Alternative investments offer many ways to strengthen portfolios, expert says

Alternative investments essentially are “less constrained active management” that expands opportunities to drive performance, Scott Welch, chief investment officer and investment committee chair at Dynasty Financial Partners, said at the Schwab IMPACT 2018 conference in Washington, D.C., on Monday.

“There's nothing complicated about alternative investments,” Welch said.

Advisors should reframe conversations with clients to focus not just on what alternative investments are in a portfolio, but why those investments are there, he said.

He urged the audience to think of alpha not in the traditional sense – “excess performance due to active management” – with regard to alternative investments, but to view it as “anything that you do with your client's portfolio that they think is valuable and are willing to pay you for.”

The incorporation of alternative investments into a portfolio should start with a multi-strategy solution that places diversified alternatives at the portfolio's core, augmented by strategy-specific solutions for alpha generation, which should total about 10% to 25% of a portfolio, depending on a client's goals, Welch said.

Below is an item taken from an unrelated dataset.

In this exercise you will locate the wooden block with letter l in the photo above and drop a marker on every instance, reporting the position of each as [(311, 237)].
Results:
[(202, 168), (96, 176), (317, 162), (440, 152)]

Concerning liquid alternatives, Welch said the “jury is out” 10 years after investors sought the products amid the volatility of the financial crisis. Now, rates are up, volatility is rising and intersecurity price dispersion is increasing. That creates an “environment where these things better deliver, because this is the environment [in which] historically they have done well,” and if they don't, it might be necessary to “rethink the thesis” about liquid alts, he said.

Welch also said that funds of hedge funds “are dead,” although fellow panelist Bob Rice, founder and managing partner of Tangent Capital Partners, had a more favorable view.

Welch said funds of hedge funds can no longer justify their fees based on diminished returns, but Rice noted their fees have “decreased rapidly” and that they were originally meant as a way to improve diversification and benefit smaller institutional foundations. Welch then added that funds of hedge funds could benefit from lowering their fees and avoiding overdiversifying.